Vegan hazelnut oatmeal cookies, with chocolate chips and coconut sugar. Using hazelnuts in the base of these cookies adds richness and a buttery taste.
Course Chocolate, Cookies and Bars, Desserts, Pantry Recipes
Preheat the oven to 180°C (350°F) and line a baking sheet with parchment paper.
Place the hazelnuts on the baking sheet and roast for about 8 minutes, or until fragrant. Cool slightly before grinding into meal with a food processor. Keep the oven on and use the same baking sheet for the cookies.
150 grams hazelnuts
In a large mixing bowl, whisk together the coconut oil, water, and vanilla. It won't combine, that's normal.
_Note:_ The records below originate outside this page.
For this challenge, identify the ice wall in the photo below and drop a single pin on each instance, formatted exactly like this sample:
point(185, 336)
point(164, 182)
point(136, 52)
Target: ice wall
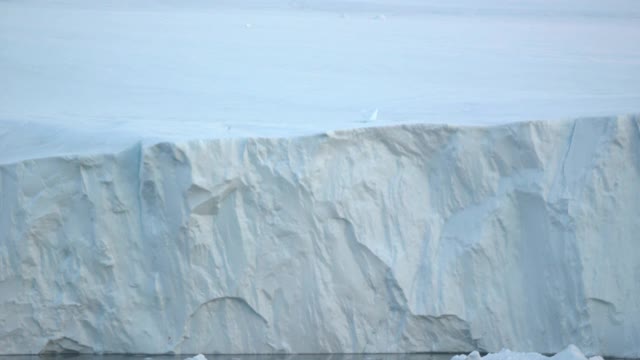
point(405, 238)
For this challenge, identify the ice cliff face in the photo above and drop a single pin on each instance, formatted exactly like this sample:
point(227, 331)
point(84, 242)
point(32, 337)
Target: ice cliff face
point(407, 238)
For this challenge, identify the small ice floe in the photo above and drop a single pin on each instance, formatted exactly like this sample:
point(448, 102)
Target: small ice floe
point(197, 357)
point(570, 353)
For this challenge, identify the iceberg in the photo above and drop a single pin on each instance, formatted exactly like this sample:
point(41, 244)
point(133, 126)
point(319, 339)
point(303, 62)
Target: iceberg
point(406, 238)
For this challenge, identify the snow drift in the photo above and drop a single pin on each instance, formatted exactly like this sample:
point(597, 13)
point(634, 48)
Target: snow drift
point(393, 239)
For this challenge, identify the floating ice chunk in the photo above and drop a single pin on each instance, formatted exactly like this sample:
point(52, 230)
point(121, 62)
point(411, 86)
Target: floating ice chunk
point(197, 357)
point(570, 353)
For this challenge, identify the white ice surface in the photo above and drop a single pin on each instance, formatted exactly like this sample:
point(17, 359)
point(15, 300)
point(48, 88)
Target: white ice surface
point(572, 352)
point(80, 76)
point(398, 239)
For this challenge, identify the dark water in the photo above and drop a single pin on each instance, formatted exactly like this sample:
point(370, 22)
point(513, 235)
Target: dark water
point(435, 356)
point(421, 356)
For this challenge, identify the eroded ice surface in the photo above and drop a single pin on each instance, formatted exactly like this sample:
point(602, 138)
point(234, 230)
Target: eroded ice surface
point(405, 238)
point(146, 207)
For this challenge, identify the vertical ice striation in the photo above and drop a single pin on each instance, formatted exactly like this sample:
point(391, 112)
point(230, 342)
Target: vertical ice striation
point(394, 239)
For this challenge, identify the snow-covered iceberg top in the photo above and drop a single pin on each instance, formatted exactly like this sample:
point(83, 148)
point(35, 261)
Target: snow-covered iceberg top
point(572, 352)
point(93, 77)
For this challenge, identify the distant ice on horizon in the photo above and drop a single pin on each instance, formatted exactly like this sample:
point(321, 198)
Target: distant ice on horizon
point(95, 76)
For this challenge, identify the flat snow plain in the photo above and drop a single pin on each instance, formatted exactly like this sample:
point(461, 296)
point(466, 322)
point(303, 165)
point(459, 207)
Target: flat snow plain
point(121, 235)
point(97, 76)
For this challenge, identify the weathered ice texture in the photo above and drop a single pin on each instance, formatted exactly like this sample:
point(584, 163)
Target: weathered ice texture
point(395, 239)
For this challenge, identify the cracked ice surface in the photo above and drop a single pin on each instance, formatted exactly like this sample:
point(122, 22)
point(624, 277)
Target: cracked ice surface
point(403, 238)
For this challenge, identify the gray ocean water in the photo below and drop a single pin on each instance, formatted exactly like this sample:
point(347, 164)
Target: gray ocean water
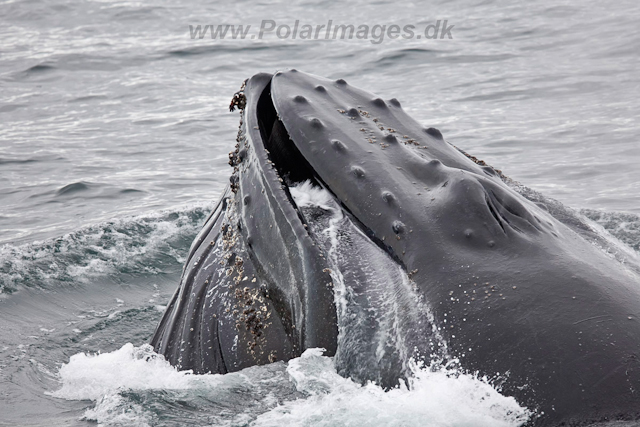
point(114, 134)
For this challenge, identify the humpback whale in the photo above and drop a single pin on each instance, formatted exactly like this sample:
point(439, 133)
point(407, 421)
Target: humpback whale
point(349, 226)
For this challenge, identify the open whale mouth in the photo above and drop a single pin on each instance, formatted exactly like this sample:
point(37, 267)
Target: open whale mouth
point(290, 164)
point(293, 168)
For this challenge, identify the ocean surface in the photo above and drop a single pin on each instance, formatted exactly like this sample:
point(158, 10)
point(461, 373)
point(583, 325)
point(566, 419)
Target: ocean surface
point(114, 141)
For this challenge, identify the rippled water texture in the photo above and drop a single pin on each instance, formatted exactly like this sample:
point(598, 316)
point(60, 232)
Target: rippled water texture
point(114, 134)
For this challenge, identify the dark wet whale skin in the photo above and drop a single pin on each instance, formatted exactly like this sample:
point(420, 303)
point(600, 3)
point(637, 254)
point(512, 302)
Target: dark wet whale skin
point(524, 287)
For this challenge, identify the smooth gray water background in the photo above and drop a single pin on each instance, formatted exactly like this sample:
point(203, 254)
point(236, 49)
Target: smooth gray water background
point(114, 134)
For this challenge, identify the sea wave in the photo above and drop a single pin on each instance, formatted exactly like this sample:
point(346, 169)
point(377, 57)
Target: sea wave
point(144, 244)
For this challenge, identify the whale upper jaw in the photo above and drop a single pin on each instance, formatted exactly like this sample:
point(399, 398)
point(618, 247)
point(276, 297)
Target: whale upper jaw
point(516, 284)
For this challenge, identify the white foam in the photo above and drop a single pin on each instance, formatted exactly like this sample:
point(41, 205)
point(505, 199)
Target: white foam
point(93, 376)
point(306, 194)
point(437, 398)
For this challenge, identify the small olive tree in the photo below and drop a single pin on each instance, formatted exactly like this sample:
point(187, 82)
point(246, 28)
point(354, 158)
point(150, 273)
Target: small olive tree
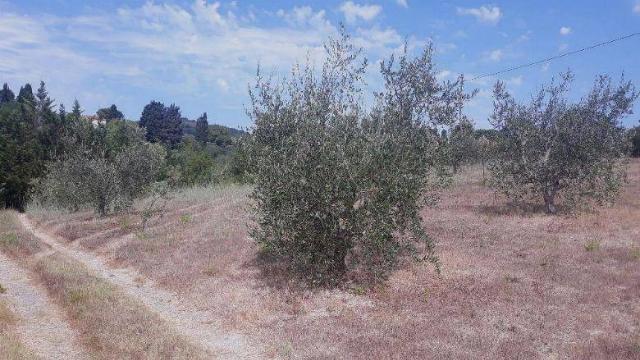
point(105, 181)
point(462, 146)
point(553, 149)
point(338, 187)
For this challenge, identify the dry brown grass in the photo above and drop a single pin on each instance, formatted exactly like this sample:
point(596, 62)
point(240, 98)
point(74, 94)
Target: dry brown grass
point(515, 283)
point(10, 346)
point(114, 327)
80 grams coconut oil, 2 tablespoons water or non-dairy milk, 2 teaspoons vanilla extract
Add the coconut sugar and whisk to combine. It will form a thick paste.
150 grams coconut sugar
Add the hazelnut meal, oats, flour, baking soda, and salt. Stir with a wooden spoon or spatula until just combined - a few streaks of flour are fine.
100 grams rolled oats, 150 grams light spelt flour, 1/2 teaspoon baking soda, 1/4 teaspoon sea salt
Add the chocolate and fold in to evenly incorporate.
100 grams dark chocolate, chopped
Use a spoon or cookie scoop to drop 16 even scoops of cookie dough onto the prepared baking sheet. Flatten each slightly using the palm of your hand.
Bake in the preheated oven for 8-10 minutes, or until lightly golden in colour. Cool on the sheet for ten minutes before removing and cooling fully on a wire rack. Store in a sealed container for up to five days, or freeze up to three months.